As you head gradually shallower toward the stern, you’ll find that hard and soft corals, as well as larger sponges, become more abundant on the metal surface. If you are lucky, you might find a hawksbill sea turtle feeding on the deck, tearing into some of the bigger sponges, oblivious to everything else as it feasts. A small part of the superstructure is open in this area, and you will find another imposing gun turret. The door to the turret is flung open, and you can peek inside and imagine how intense the tight space would have been in action. After nearly three decades on the seafloor, the only action you’ll be part of today is to be surrounded by swirling schools of pretty damselfish. The overhead sun casts dancing ripples of light over the entirety of this part of the wreck, creating the tranquil illusion of movement. But the real beauty of the M/V Captain Keith Tibbetts is to see the thriving reef this former warship has become with an untold number of full-time marine residents that will foster many more generations in the future.
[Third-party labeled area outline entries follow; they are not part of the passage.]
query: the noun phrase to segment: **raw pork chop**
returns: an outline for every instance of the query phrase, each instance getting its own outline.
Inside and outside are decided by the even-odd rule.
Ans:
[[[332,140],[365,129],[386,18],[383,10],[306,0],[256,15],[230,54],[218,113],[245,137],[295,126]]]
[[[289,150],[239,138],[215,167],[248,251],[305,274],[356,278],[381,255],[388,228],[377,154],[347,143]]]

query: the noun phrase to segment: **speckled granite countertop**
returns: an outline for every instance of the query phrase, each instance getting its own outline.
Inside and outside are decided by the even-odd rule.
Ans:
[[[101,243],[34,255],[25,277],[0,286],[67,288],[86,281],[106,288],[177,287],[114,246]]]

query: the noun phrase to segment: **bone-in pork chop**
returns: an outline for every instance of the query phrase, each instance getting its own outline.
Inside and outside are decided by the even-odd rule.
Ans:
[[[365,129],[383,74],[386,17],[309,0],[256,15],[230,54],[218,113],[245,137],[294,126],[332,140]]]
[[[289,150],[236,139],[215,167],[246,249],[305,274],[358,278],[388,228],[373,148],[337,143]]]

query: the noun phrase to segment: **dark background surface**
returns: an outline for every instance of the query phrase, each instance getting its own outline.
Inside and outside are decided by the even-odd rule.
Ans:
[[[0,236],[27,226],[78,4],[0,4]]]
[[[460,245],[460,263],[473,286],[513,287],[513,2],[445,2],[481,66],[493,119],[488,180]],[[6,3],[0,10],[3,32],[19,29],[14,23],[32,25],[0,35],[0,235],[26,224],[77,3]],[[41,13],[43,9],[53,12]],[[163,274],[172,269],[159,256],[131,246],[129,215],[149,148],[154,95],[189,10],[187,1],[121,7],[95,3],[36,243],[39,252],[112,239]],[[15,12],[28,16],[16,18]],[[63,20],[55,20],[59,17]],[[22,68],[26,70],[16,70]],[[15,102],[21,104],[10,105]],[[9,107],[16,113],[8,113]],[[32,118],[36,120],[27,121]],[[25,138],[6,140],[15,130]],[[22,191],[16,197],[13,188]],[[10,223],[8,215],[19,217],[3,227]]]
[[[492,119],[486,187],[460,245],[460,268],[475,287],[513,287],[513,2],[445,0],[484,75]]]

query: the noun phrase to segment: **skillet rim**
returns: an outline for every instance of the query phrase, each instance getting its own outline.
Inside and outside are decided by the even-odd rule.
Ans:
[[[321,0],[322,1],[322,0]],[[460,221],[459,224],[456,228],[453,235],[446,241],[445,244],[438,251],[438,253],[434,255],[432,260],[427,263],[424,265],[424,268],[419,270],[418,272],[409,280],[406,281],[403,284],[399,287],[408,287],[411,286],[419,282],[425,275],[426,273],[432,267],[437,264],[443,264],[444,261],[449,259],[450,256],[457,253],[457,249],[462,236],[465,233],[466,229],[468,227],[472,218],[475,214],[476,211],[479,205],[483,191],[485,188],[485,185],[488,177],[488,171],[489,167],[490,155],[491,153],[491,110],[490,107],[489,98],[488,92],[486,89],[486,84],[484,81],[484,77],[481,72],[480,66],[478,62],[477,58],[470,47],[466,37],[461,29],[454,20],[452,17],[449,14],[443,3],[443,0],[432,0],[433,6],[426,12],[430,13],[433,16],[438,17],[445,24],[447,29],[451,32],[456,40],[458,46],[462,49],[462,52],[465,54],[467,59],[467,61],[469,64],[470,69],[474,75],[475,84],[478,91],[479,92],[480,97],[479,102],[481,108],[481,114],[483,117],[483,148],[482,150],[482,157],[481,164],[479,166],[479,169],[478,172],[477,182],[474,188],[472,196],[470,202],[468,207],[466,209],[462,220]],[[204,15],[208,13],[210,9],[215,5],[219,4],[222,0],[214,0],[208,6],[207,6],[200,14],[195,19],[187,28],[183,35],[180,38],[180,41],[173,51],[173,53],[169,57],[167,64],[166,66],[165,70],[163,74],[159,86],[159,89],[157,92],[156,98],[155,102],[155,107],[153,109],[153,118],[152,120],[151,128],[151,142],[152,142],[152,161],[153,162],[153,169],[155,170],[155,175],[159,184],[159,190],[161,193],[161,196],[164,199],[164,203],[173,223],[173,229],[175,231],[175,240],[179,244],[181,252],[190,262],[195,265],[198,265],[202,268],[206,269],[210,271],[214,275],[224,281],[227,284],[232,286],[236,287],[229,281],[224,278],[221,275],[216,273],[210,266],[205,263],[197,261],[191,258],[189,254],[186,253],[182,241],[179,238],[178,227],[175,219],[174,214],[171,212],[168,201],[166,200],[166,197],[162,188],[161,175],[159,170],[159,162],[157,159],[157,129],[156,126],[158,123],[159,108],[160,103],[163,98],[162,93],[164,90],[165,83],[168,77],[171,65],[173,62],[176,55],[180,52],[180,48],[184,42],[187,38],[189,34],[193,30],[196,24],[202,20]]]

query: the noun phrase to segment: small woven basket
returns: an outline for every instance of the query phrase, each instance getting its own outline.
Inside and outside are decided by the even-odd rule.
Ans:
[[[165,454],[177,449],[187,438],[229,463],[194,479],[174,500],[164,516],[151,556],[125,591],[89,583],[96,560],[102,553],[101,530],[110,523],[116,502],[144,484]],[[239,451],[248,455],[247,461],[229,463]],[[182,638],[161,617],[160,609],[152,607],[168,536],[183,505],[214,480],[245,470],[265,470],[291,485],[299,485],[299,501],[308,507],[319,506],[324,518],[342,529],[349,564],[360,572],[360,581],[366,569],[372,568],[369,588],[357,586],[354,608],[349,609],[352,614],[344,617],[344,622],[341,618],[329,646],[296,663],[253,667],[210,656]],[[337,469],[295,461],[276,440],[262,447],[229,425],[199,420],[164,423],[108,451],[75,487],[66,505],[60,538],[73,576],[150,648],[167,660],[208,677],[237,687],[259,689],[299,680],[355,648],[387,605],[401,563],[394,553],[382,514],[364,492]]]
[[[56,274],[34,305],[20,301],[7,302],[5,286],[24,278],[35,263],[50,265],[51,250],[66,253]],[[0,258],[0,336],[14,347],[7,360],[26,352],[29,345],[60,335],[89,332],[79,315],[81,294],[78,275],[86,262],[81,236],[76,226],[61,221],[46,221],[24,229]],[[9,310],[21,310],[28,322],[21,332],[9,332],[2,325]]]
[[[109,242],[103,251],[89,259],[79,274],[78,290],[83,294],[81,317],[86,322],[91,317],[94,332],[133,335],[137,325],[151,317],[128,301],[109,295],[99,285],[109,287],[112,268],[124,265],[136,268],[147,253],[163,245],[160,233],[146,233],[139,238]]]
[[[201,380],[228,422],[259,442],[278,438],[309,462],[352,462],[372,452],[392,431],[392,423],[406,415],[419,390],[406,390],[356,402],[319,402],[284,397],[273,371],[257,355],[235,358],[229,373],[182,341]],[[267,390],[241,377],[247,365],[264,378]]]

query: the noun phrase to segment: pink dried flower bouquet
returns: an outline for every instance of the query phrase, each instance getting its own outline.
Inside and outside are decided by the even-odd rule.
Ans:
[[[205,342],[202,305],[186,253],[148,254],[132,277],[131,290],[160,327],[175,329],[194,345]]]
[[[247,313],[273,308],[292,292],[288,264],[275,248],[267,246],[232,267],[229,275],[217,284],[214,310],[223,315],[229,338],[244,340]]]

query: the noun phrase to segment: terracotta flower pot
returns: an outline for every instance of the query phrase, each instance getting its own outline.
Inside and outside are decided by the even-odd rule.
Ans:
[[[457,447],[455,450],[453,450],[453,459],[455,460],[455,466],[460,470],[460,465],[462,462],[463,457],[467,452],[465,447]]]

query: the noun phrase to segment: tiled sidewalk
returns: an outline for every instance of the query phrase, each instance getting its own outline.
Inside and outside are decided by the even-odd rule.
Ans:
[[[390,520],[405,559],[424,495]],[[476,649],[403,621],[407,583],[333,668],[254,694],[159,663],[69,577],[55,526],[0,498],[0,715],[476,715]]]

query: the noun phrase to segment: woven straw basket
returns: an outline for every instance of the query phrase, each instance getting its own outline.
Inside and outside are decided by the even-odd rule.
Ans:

If your pressure gauge says you have had enough, it is just a short swim to your safety stop. But if you still have some dive time left, you might check out the nearby mounding reefs that support a busy marine community of their own. By the end of the dive, you will discover that with so much to explore, this dive site is worthy of more than one visit.

What to Know

Language: English

Currency: Cayman Islands dollar

Signature Dish: Fish rundown, a stew made with coconut-milk-soaked fish.

Signature Topside Activity: Queen Elizabeth II Botanic Park, Grand Cayman; Owen Island, Little Cayman; Bat Cave, Cayman Brac.

Main Airport: Grand Cayman’s Owen Roberts International Airport (GCM).

Water Temp/Visibility: High 70s to low 80s/80 to 100 feet.

Travel Tip: Carry both Cayman and U.S. dollars — resorts and hotels usually quote prices in U.S. dollars, while restaurants and shops ask for Cayman Islands dollars.